Si è svolto qualche giorno fa a Napoli, nello splendido scenario del Castel dell’Ovo, un interessante e sopratutto utile incontro pubblico sulle misure rivolte ai giovani del Sud, in particolare quelle che riguardano la possibilità di partire con percorsi imprenditoriali e la valorizzazione di beni e/o terreni altrimenti destinati all’abbandono o al degrado.
Dopo avere ricevuto l’invito, ho scritto all’organizzazione, chiedendo se l’evento fosse sottotitolato in diretta, una richiesta dettata dalla mia difficoltà di comprensione in quanto persona sorda, ricevendo via mail la risposta affermativa, che ha suscitato in me sorpresa e al tempo stesso entusiasmo, prospettandosi la possibilità di partecipare a quell’incontro in modo attivo.
Il giorno dell’evento, però, dopo essermi registrato all’ingresso, ho chiesto conferma della sottotitolazione e lì, con mio immenso stupore, mi è stato risposto che non solo non ci sarebbero stati i sottotitoli, ma che sarebbe stato proiettato sullo schermo un quadratino dove vedere un interprete del cosiddetto linguaggio dei segni. In tal modo lo staff organizzativo – pur gentilissimo e molto cordiale – mi ha rappresentato la soluzione, quella del linguaggio dei segni, come un fatto scontato, se non addirittura – sottolineerei io stesso – come una soluzione assolutamente normale per una persona sorda.
Ecco che si realizza, purtroppo, il famoso “messaggio stereotipato” che mi sono permesso recentemente di denunciare, come un rischio sempre più crescente, in audizione alla Camera (e in precedenza al Senato), in merito alla Proposta di Legge AC 4679 [“Legge quadro sui diritti di cittadinanza delle persone sorde, con disabilità uditiva in genere e sordo cieche”, approvata al Senato e attualmente in discussione alla Camera, N.d.R.]: dopo anni passati a superare le difficoltà di comunicazione grazie alla scuola e ai percorsi di riabilitazione/abilitazione e quindi a imparare a parlare e ad ascoltare (sì, perché in Italia esistono tante, tantissime persone sorde che si ostinano a parlare, a sentire e, aggiungo, persino a diventare musicisti), di fronte alle difficoltà residue come quelle del sottoscritto, che purtroppo ancora non è in grado di comprendere del tutto i discorsi in convegni e altre situazioni, invece di ricorrere a soluzioni coerenti e persino universali (i sottotitoli sono utilissimi per tutte le persone, non solo per quelle sorde), si ricorre purtroppo allo stereotipo del “sordo che segna” e dunque si ritorna a praticare quell’“esclusione” ovvero quella “classificazione” delle disabilità, che speravamo tanto di avere superato anche a livello normativo, alla quale dare soluzioni/risposte standardizzate.

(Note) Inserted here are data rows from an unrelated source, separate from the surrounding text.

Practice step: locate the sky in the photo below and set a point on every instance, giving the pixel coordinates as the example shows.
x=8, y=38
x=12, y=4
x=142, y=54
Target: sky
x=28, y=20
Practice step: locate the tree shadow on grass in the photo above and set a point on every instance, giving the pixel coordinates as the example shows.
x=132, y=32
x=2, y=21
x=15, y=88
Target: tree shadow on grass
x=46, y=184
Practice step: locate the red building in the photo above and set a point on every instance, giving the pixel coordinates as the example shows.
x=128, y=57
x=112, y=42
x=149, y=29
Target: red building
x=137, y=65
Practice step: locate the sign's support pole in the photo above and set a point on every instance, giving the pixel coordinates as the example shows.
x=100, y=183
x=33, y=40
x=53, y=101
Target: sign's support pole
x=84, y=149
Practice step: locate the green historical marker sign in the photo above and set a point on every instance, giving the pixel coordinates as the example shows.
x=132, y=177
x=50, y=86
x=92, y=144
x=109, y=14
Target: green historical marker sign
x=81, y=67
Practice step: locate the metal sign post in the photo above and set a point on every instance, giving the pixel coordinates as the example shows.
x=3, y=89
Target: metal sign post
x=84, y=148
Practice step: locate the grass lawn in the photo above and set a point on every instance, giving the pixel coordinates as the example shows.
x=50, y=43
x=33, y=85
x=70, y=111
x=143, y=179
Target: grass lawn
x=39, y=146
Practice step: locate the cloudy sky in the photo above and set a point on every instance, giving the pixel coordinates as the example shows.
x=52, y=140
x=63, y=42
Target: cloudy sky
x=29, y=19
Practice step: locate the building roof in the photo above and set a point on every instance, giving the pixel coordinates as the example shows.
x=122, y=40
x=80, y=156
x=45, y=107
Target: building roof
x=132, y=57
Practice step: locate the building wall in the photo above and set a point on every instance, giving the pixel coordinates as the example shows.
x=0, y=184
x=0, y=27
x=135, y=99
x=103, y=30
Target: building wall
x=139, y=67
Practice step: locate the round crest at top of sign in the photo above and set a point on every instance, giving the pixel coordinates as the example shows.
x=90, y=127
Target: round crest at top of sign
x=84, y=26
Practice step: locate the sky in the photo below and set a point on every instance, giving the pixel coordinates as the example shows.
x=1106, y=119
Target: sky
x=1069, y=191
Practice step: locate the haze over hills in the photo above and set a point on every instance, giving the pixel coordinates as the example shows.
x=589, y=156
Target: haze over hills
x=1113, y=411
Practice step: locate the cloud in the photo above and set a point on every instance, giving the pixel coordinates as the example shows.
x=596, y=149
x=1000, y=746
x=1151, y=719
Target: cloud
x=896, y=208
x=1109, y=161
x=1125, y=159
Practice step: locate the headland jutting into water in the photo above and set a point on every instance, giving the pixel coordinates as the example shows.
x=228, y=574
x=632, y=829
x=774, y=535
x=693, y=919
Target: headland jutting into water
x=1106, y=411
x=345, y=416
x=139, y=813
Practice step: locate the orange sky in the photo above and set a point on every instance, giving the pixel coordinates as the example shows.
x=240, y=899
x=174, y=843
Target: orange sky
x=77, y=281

Ovviamente l’evento l’ho seguito tra innumerevoli difficoltà, comprendendo che per i giovani del Sud si è aperta una straordinaria opportunità di investire sul proprio futuro e su quello del nostro meraviglioso territorio che è il Mezzogiorno, ma ho capito anche che è stata sottovalutata la possibilità che tra i giovani ci fossero quelli con disabilità e mi riferisco al fatto, ad esempio, che la sala principale era inaccessibile anche alle persone che si muovono in carrozzina, ovvero a quelle che non riescono a superare semplici scalini (mentre sembra fosse accessibile la seconda sala dotata di schermo, dove veniva proiettato l’evento).
La somma delle due riflessioni che ho denunciato, quindi, quella di un evento inaccessibile alle persone sorde come il sottoscritto e di un luogo non fruibile liberamente dalle persone con difficoltà nel muoversi (concetto che va al di là dell’accessibilità), è gravissima, perché ha creato una doppia situazione inaccettabile: quella di avere impedito a tanti giovani, e non solo, con disabilità di essere partecipi a un incontro importante e quella di avere letteralmente mortificato le ambizioni di autonomia e indipendenza degli stessi giovani con disabilità, trasmettendo messaggi stereotipati anche ai nuovi giovani che ci cimenteranno in queste opportunità del futuro.
Per questa ragione è auspicabile che questo tema delle opportunità per i giovani del Sud venga al più presto divulgato tra i giovani con disabilità alle prese con i loro percorsi di autonomia e indipendenza, ma anche qui credo serva un’avvertenza: non cadiamo nell’errore di fare eventi “ad hoc” solo per disabili. La scuola italiana, infatti, ce l’ha insegnato: l’inclusione diventa essa stessa opportunità per tutti, se tutti stanno insieme.